Setelah momen bersejarah itu, unitnya diperintahkan untuk ditempatkan di Tan Dinh. Bersama pejabat setempat, ia berpartisipasi dalam memobilisasi masyarakat untuk menstabilkan kehidupan mereka dan mendukung tim pengambilalihan untuk terus menjaga ketertiban sosial.
"Masyarakat dibagi menjadi beberapa kelompok untuk memasak nasi bagi para tentara, membersihkan dan memperbaiki rumah, serta menyiapkan setiap makanan.

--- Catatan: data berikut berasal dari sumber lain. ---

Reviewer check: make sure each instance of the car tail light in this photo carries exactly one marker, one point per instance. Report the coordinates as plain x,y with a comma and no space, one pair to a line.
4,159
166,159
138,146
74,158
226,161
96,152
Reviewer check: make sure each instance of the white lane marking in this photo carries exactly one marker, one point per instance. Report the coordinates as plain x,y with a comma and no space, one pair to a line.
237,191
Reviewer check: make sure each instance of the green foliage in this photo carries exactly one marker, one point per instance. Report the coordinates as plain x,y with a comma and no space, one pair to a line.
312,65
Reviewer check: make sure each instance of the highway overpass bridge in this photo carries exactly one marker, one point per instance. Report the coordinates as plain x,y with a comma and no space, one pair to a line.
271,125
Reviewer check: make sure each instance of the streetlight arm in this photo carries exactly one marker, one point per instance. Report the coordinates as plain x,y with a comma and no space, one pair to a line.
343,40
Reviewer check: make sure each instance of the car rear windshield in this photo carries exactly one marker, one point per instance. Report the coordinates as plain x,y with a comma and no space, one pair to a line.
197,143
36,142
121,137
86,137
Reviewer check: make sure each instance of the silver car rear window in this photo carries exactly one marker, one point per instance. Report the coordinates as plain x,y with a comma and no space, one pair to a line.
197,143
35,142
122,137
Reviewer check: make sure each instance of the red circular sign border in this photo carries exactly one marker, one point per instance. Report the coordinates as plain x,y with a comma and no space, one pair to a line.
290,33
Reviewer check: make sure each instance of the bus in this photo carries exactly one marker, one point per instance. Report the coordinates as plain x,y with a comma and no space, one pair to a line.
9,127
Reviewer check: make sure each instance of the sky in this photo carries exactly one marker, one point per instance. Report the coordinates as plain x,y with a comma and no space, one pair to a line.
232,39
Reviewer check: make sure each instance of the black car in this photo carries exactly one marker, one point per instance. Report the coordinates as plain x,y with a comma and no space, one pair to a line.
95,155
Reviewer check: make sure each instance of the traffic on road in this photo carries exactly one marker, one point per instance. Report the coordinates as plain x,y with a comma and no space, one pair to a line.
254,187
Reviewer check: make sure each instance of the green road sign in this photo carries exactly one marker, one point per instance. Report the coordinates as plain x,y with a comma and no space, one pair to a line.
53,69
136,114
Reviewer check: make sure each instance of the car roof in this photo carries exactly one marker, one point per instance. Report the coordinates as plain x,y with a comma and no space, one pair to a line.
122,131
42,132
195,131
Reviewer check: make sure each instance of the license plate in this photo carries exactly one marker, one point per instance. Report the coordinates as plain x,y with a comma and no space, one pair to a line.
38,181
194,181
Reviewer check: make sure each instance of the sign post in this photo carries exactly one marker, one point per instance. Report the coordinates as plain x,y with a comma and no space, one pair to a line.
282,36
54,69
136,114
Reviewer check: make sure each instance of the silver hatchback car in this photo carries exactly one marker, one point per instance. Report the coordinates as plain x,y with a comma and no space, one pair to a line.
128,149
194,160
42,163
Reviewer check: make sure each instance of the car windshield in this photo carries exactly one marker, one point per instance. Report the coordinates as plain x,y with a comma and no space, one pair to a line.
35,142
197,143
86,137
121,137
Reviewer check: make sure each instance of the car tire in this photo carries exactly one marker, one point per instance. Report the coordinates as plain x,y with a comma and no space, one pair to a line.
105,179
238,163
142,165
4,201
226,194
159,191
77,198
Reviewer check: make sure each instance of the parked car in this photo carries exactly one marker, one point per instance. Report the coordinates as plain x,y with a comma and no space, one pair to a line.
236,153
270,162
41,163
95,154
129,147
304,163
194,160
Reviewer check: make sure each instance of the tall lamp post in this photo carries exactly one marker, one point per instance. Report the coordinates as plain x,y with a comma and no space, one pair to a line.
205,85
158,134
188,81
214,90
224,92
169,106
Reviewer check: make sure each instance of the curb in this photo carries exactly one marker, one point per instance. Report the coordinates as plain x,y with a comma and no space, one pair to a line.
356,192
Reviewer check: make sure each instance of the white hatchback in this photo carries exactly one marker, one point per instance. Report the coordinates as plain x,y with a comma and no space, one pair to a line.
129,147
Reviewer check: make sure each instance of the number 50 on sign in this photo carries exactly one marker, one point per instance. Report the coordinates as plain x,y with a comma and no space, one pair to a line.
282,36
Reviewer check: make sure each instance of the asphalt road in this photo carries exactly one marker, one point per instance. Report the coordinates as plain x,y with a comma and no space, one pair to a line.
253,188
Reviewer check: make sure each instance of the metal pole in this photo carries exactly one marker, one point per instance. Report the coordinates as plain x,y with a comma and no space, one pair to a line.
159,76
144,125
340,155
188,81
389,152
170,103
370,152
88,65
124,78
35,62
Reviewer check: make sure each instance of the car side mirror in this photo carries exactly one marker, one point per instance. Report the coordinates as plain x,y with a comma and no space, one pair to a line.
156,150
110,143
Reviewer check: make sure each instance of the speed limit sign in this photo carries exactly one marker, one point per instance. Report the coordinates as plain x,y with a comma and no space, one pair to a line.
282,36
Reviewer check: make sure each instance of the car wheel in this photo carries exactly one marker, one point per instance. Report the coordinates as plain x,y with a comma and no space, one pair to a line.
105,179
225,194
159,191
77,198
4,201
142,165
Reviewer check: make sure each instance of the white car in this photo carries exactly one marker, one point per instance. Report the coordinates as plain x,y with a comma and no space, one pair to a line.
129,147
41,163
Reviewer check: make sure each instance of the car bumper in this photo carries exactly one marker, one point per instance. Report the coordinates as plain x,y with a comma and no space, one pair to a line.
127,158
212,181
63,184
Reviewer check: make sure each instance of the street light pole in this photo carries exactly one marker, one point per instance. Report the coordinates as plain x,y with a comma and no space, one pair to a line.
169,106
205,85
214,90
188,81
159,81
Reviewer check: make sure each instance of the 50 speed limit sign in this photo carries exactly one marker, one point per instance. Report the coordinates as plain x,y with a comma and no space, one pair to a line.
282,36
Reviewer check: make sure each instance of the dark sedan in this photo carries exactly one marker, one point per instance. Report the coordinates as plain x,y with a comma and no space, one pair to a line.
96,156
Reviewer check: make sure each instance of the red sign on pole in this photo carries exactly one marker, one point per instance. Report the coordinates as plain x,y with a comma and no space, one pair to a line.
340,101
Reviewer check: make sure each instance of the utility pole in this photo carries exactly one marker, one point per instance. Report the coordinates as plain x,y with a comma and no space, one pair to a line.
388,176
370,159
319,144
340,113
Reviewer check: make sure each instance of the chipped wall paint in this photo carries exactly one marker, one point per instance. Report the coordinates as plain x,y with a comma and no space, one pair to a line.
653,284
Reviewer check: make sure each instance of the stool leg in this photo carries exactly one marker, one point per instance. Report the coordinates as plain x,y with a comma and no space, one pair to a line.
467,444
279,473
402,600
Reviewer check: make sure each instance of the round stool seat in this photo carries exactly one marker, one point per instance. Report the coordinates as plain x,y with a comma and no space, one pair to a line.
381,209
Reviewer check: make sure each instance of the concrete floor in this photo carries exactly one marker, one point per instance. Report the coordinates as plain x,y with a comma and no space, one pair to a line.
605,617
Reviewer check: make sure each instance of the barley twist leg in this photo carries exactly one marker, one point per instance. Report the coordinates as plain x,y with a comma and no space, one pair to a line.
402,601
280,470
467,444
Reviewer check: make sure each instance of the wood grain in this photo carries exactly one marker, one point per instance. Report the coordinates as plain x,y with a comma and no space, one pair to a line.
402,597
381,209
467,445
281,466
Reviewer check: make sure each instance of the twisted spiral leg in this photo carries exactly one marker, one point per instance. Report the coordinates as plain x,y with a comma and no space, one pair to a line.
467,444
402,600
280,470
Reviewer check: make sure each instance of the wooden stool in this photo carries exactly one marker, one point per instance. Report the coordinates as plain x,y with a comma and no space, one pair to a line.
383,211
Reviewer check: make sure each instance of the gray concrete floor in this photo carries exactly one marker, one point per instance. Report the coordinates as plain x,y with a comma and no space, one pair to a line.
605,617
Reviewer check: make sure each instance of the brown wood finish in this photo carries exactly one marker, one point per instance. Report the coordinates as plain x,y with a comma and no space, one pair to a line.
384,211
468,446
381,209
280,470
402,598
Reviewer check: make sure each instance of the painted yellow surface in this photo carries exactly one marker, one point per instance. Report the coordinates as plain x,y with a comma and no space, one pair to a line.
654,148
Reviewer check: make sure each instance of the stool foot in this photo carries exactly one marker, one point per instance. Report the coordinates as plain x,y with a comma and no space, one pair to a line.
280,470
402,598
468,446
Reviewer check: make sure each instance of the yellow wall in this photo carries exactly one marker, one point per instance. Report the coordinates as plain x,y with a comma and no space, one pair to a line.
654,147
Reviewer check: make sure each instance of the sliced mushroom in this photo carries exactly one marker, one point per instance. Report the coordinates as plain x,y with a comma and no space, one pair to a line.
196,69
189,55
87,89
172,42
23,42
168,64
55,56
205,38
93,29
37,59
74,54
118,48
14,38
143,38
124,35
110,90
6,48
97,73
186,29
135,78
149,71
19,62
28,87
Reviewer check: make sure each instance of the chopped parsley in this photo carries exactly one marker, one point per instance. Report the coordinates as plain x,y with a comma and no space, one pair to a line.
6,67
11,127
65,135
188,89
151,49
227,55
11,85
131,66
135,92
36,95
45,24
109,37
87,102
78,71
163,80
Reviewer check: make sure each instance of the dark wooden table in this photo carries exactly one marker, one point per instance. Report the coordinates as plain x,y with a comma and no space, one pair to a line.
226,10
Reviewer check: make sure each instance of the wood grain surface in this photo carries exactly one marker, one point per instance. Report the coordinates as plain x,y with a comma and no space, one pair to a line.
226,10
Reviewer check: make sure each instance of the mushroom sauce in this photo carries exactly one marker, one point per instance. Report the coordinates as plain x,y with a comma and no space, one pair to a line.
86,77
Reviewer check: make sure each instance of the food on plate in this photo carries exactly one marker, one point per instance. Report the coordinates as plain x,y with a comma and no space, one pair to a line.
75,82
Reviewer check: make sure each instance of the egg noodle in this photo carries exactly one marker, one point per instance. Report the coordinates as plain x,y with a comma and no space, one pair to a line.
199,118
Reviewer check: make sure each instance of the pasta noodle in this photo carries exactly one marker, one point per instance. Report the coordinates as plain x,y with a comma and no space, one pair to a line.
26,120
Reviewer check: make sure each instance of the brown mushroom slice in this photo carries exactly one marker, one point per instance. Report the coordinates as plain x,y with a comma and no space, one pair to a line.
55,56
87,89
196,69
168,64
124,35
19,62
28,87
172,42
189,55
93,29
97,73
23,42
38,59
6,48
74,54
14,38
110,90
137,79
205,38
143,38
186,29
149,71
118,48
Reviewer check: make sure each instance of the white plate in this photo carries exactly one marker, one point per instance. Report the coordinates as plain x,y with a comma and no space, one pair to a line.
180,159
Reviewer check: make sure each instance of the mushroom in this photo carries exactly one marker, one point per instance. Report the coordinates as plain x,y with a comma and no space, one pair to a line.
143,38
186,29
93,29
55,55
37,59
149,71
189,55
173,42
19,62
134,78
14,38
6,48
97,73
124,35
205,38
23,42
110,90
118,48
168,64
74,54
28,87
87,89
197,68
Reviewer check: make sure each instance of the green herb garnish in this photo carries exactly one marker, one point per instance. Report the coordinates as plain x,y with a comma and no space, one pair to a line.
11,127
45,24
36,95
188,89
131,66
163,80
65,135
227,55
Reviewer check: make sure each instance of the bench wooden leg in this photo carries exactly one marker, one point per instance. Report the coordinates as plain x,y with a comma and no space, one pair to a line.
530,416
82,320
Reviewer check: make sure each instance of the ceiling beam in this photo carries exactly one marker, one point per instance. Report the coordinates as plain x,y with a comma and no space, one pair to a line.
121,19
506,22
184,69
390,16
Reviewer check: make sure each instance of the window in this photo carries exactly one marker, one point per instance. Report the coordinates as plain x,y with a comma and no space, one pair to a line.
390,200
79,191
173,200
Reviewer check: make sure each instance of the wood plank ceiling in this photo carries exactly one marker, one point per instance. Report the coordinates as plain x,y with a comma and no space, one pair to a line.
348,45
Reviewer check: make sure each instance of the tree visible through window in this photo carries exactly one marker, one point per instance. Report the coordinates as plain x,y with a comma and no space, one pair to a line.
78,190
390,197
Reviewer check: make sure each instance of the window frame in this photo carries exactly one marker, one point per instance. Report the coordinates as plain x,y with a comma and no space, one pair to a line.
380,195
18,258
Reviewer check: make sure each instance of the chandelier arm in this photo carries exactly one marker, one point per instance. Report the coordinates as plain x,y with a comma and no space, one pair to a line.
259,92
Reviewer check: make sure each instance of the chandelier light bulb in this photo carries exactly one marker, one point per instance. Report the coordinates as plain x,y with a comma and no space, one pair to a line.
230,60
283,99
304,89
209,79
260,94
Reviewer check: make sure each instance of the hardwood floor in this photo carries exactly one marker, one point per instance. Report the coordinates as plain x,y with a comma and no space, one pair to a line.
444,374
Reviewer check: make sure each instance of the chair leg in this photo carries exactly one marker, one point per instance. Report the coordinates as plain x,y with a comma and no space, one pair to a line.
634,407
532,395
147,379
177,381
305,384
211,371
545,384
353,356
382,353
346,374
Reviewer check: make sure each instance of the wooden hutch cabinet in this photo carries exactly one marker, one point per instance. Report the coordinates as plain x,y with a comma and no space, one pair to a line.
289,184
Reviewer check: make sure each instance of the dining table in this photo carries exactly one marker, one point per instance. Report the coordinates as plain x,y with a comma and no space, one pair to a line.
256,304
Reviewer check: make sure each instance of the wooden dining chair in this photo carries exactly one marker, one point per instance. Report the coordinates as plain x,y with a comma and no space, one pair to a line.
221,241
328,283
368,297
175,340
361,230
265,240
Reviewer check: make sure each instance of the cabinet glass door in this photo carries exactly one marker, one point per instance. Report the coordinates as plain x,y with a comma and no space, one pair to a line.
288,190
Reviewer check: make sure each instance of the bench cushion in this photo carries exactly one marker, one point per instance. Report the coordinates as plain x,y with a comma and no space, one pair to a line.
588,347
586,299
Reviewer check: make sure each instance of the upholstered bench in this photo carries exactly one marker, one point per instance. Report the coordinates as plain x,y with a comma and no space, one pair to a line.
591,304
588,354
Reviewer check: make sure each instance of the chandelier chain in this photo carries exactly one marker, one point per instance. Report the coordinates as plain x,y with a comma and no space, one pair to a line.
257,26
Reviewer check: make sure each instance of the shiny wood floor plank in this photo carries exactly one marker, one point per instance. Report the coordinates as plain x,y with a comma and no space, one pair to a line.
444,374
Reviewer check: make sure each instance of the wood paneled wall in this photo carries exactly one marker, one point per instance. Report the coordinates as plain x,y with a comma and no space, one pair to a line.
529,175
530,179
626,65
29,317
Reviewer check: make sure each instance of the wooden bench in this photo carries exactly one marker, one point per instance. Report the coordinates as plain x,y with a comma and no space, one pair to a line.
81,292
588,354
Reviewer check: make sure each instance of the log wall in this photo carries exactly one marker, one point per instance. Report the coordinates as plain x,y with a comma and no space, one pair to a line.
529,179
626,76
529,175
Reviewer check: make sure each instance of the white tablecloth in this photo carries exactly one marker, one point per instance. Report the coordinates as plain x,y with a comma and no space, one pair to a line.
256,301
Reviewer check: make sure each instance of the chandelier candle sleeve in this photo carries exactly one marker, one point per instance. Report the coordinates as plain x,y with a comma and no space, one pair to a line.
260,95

Suasana saat itu sangat ramai dan penuh kasih sayang antara tentara dan rakyat," ujar Ibu Nghia.
Ibu Nghia menyesalkan rekan-rekannya yang telah mengorbankan nyawa dan tidak melihat hari dimana negara menang.
Kini, menjelang usianya yang ke-80, kenangan Ibu Chinh Nghia bukan saja tentang kebanggaan dapat menyaksikan momen sakral bangsa, tetapi juga tentang kerinduan kepada rekan-rekannya yang tidak sempat menyaksikan hari ketika negara itu sepenuhnya terbebas.
"Saya memahami dengan jelas harga yang harus dibayar untuk kemerdekaan, kebebasan, dan perdamaian. Tanpa perdamaian, tidak ada kehidupan, tidak ada masa depan bagi bangsa ini, bagi setiap orang, termasuk saya sendiri. Sepanjang hidup saya, saya bersyukur kepada rekan-rekan saya yang gugur, sehingga saya dapat hidup, sehingga negara ini dapat bertahan selamanya," ujar Ibu Nghia.
Menyadari hal itu, keprihatinannya adalah bahwa generasi muda saat ini harus tahu bagaimana melestarikan, menghargai, dan mengembangkan perdamaian yang sangat berharga yang telah diperjuangkan oleh banyak pendahulu kita dengan rela mati.